Los alimentos frescos como el pollo, la carne, el pescado, los huevos,… son mucho más sabrosos y nutritivos y por ello son los protagonistas principales de tus mejores recetas. Pero es importante garantizar una buena conservación.
Los alimentos se estropean por la acción de microorganismos, que se multiplican muy rápidamente a temperatura ambiente. El frío no los destruye pero hace más lento su desarrollo, por ello es importante saber cómo conservar tus alimentos frescos como la carne de pollo, en el frigorífico o el congelador. Sigue estos sencillos consejos, podrás disfrutarlos por más tiempo y evitar riesgos para tu salud.
Conservación de la carne de pollo:
En el frigorífico
La carne de pollo fresca debe refrigerarse inmediatamente después de la compra, a una temperatura entre 0ºC y 4ºC, evitando que se pierda la cadena de frío.

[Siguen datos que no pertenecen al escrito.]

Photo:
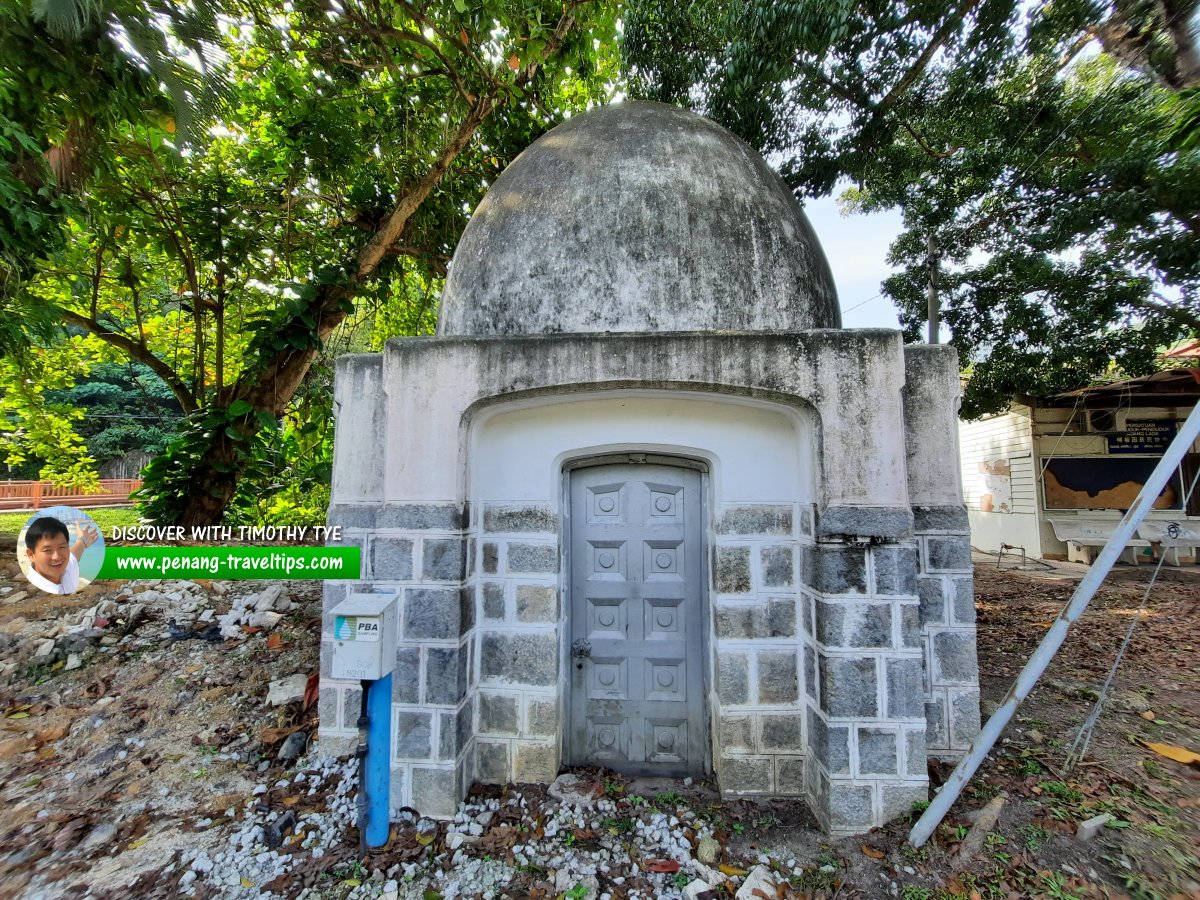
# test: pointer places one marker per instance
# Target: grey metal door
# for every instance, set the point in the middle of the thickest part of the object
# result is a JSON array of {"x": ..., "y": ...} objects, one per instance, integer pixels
[{"x": 636, "y": 621}]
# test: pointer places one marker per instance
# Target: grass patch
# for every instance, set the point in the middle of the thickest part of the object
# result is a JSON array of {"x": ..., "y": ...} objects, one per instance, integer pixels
[{"x": 106, "y": 517}]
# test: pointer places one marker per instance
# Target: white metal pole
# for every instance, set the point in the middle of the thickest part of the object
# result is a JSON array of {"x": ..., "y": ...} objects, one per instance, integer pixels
[{"x": 1057, "y": 633}]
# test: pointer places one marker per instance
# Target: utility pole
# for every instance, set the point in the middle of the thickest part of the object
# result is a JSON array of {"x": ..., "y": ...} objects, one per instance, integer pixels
[{"x": 934, "y": 303}]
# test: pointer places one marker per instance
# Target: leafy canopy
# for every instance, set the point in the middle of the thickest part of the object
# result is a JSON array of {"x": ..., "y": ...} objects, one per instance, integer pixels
[{"x": 1050, "y": 151}]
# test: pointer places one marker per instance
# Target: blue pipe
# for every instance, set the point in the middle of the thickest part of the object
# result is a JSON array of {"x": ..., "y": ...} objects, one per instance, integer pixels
[{"x": 377, "y": 766}]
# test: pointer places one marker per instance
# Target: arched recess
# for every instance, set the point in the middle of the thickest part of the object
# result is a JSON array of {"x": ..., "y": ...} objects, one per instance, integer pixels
[{"x": 759, "y": 497}]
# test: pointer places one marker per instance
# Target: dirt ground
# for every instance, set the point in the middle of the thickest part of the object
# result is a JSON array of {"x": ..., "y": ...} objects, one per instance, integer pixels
[{"x": 133, "y": 753}]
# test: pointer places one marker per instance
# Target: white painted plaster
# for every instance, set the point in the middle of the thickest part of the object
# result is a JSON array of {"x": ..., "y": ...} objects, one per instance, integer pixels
[{"x": 756, "y": 451}]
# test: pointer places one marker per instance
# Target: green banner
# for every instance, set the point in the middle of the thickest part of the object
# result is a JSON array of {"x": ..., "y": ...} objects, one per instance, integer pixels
[{"x": 231, "y": 563}]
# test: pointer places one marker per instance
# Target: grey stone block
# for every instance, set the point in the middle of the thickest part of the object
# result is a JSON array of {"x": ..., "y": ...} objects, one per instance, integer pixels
[
  {"x": 492, "y": 765},
  {"x": 864, "y": 521},
  {"x": 840, "y": 570},
  {"x": 406, "y": 677},
  {"x": 940, "y": 519},
  {"x": 829, "y": 743},
  {"x": 543, "y": 717},
  {"x": 841, "y": 624},
  {"x": 353, "y": 515},
  {"x": 732, "y": 678},
  {"x": 900, "y": 799},
  {"x": 431, "y": 613},
  {"x": 810, "y": 671},
  {"x": 910, "y": 625},
  {"x": 916, "y": 755},
  {"x": 778, "y": 567},
  {"x": 949, "y": 553},
  {"x": 954, "y": 658},
  {"x": 493, "y": 600},
  {"x": 778, "y": 678},
  {"x": 790, "y": 775},
  {"x": 391, "y": 558},
  {"x": 937, "y": 731},
  {"x": 742, "y": 774},
  {"x": 781, "y": 618},
  {"x": 420, "y": 516},
  {"x": 906, "y": 688},
  {"x": 525, "y": 520},
  {"x": 442, "y": 559},
  {"x": 851, "y": 807},
  {"x": 448, "y": 731},
  {"x": 736, "y": 733},
  {"x": 414, "y": 736},
  {"x": 964, "y": 718},
  {"x": 964, "y": 601},
  {"x": 731, "y": 570},
  {"x": 327, "y": 708},
  {"x": 931, "y": 593},
  {"x": 849, "y": 687},
  {"x": 445, "y": 676},
  {"x": 537, "y": 762},
  {"x": 533, "y": 558},
  {"x": 537, "y": 603},
  {"x": 755, "y": 519},
  {"x": 876, "y": 751},
  {"x": 739, "y": 623},
  {"x": 895, "y": 570},
  {"x": 783, "y": 733},
  {"x": 498, "y": 713},
  {"x": 520, "y": 659},
  {"x": 435, "y": 791}
]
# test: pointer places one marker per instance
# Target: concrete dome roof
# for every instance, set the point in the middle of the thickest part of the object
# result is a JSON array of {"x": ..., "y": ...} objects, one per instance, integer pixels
[{"x": 637, "y": 217}]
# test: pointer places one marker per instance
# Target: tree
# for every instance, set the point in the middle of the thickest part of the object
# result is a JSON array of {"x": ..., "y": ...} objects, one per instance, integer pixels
[
  {"x": 1047, "y": 151},
  {"x": 333, "y": 191}
]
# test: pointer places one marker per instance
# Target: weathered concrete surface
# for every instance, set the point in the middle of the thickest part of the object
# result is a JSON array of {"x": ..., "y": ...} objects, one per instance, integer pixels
[{"x": 637, "y": 217}]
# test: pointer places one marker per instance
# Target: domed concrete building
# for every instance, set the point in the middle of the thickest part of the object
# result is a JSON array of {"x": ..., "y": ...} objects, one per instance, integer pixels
[{"x": 647, "y": 505}]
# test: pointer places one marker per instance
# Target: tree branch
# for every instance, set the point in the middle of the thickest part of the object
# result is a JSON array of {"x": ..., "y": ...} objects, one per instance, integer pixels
[
  {"x": 935, "y": 43},
  {"x": 137, "y": 352}
]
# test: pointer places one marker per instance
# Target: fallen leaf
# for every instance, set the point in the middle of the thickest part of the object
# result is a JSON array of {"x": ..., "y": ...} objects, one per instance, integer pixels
[
  {"x": 1174, "y": 753},
  {"x": 661, "y": 865}
]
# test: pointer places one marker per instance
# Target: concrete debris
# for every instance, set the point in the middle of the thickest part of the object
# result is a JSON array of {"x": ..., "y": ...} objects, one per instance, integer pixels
[
  {"x": 1093, "y": 826},
  {"x": 286, "y": 690},
  {"x": 759, "y": 880},
  {"x": 573, "y": 789}
]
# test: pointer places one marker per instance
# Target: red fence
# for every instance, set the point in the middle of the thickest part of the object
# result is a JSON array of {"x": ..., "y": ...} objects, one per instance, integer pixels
[{"x": 37, "y": 495}]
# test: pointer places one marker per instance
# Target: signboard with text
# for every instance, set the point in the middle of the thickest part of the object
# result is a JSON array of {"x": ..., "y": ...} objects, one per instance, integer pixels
[{"x": 1151, "y": 437}]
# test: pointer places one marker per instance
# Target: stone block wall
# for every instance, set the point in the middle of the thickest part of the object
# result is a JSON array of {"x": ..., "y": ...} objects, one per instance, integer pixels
[
  {"x": 865, "y": 697},
  {"x": 756, "y": 607},
  {"x": 516, "y": 693},
  {"x": 948, "y": 629},
  {"x": 419, "y": 552}
]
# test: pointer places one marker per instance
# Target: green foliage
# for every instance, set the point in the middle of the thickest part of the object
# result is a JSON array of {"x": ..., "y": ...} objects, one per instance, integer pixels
[
  {"x": 34, "y": 427},
  {"x": 1063, "y": 190}
]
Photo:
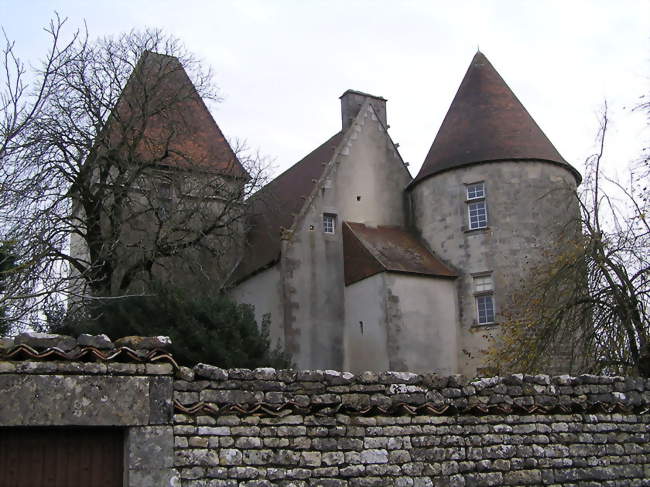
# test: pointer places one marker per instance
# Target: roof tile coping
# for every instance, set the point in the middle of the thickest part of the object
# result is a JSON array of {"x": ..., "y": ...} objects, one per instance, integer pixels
[
  {"x": 43, "y": 341},
  {"x": 429, "y": 380},
  {"x": 85, "y": 368}
]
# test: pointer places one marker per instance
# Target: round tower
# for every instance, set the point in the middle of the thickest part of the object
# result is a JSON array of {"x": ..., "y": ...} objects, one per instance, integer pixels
[{"x": 492, "y": 195}]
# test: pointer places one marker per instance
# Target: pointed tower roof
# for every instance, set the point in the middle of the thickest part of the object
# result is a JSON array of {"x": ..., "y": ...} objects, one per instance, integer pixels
[
  {"x": 486, "y": 122},
  {"x": 161, "y": 107}
]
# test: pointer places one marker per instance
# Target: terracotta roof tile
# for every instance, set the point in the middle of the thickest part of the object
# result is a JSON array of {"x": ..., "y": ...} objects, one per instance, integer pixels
[
  {"x": 184, "y": 135},
  {"x": 370, "y": 250},
  {"x": 486, "y": 122}
]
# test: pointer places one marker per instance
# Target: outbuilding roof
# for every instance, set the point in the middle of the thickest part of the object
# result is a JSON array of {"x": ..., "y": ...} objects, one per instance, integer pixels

Puede conservarse en estas condiciones durante 1 o 2 días y según la fecha de caducidad del envase.
Debes colocar la carne en la parte más fría del refrigerador, generalmente el estante inferior.

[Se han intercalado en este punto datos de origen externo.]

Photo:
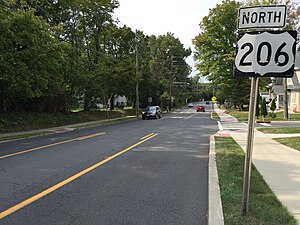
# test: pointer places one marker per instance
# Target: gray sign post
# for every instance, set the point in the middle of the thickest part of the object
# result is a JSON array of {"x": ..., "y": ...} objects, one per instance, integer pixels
[{"x": 266, "y": 54}]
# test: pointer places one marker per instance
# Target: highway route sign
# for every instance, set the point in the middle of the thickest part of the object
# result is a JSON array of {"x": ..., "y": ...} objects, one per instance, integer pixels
[
  {"x": 266, "y": 54},
  {"x": 267, "y": 16},
  {"x": 214, "y": 98}
]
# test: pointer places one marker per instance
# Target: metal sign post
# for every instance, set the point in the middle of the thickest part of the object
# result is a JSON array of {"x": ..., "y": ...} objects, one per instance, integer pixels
[
  {"x": 249, "y": 147},
  {"x": 261, "y": 54}
]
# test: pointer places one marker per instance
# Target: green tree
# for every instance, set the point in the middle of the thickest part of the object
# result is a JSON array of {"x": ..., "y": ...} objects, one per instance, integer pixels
[
  {"x": 215, "y": 53},
  {"x": 168, "y": 64},
  {"x": 273, "y": 107}
]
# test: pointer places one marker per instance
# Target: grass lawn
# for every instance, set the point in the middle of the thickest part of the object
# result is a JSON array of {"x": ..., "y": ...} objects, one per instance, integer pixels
[
  {"x": 240, "y": 115},
  {"x": 11, "y": 122},
  {"x": 292, "y": 142},
  {"x": 264, "y": 207},
  {"x": 243, "y": 115},
  {"x": 215, "y": 116},
  {"x": 280, "y": 130}
]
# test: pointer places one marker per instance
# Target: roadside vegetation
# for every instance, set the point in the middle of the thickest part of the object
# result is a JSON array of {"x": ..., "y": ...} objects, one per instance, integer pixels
[
  {"x": 264, "y": 207},
  {"x": 215, "y": 116},
  {"x": 279, "y": 130},
  {"x": 278, "y": 116},
  {"x": 12, "y": 122},
  {"x": 292, "y": 142}
]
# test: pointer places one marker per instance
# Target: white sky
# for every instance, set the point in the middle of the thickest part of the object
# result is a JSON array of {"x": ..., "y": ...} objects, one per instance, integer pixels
[{"x": 158, "y": 17}]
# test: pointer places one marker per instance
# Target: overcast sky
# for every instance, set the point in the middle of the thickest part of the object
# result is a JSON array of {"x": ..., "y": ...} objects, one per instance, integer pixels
[{"x": 158, "y": 17}]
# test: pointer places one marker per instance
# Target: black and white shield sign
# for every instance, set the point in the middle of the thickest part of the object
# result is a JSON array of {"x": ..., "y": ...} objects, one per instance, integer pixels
[{"x": 267, "y": 54}]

Si se compra envasado en bandejas, se debe respetar la fecha de caducidad indicada en en envase.
Si no se compra envasado en bandejas, se debe consumir lo antes posible. Y para evitar que gotee sobre los alimentos, siempre en recipientes herméticos o bolsas de plástico para evitar la contaminación cruzada y la proliferación de bacterias.
Conservación de otro alimentos frescos:
Conservación del pescado El pescado fresco es muy perecedero y debe refrigerarse rápidamente y bien envuelto a una temperatura de 0ºC y 4ºC. Es un producto muy perecedero, debe consumirse en un plazo de un día, a lo sumo dos.

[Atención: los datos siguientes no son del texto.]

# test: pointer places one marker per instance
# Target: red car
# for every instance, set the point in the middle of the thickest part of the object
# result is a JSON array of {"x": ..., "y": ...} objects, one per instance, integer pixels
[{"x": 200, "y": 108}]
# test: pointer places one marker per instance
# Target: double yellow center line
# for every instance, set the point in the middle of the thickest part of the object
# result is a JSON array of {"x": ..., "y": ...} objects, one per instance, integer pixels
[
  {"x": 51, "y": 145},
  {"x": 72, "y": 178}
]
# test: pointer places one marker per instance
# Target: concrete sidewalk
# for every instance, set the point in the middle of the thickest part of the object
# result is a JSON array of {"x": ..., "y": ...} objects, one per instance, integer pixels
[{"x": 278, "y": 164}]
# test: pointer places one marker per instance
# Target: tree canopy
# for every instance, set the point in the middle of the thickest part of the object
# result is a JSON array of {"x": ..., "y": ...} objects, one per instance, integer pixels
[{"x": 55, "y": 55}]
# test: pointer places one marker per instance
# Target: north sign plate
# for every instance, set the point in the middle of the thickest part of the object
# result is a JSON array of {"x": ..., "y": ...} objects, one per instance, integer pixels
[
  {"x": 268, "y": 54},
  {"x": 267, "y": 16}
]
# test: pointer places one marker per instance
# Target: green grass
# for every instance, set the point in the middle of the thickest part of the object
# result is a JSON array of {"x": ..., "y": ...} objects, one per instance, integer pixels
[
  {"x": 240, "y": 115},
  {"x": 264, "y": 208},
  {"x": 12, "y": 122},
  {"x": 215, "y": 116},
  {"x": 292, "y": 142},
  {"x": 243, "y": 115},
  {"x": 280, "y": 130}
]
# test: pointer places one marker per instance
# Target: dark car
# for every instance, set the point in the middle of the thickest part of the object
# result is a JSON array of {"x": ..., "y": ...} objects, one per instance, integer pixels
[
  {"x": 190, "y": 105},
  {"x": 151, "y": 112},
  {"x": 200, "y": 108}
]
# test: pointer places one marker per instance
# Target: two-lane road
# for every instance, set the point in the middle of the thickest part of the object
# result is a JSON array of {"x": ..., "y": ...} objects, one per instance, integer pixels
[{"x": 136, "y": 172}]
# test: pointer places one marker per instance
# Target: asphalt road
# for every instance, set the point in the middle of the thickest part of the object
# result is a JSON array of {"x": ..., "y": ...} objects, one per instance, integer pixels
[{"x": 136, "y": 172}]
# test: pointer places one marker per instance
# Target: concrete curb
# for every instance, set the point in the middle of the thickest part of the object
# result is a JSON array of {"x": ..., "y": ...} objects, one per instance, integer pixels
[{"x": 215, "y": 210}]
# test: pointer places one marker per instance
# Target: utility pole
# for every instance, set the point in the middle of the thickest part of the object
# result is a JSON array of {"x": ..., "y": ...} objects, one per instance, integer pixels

Huevos: Guarda los huevos en su envase original en el refrigerador, sin lavarlos. Pueden conservarse en la nevera durante semanas.
Frutas y verduras: Lava las frutas y verduras antes de guardarlas. Guarda las frutas y verduras en cajones separados del refrigerador para mantener la humedad. Algunas frutas y verduras, como los plátanos, los tomates y las patatas, se conservan mejor a temperatura ambiente.
Lácteos: Guarda los lácteos en la parte más fría del refrigerador, a una temperatura entre 2ºC y 4ºC. Utiliza recipientes herméticos para evitar que los lácteos absorban olores de otros alimentos. No dejes los lácteos a temperatura ambiente durante más de dos horas.
De forma general,
- No sobrecargues el frigorífico ni el congelador, los alimentos deben estar bien separados para no dificultar la circulación del aire frío.
- Limpia mensualmente el frigorífico para evitar olores, moho y acumulación de bacterias. Para ello debes vaciarlo y retirar todos los elementos extraíbles. Lava las piezas con agua y jabón, seca y vuelve a colocar reorganizando los alimentos que estaban en buen estado. Tira los productos que estén estropeados o caducados.
- Es importante mantener la higiene a la hora de manipular alimentos, lavarse la manos y limpiar las superficies de la cocina, evitando la contaminación cruzada.
Sigue estos consejos y podrás disfrutar de tus alimentos frescos de forma segura, preservando su calidad.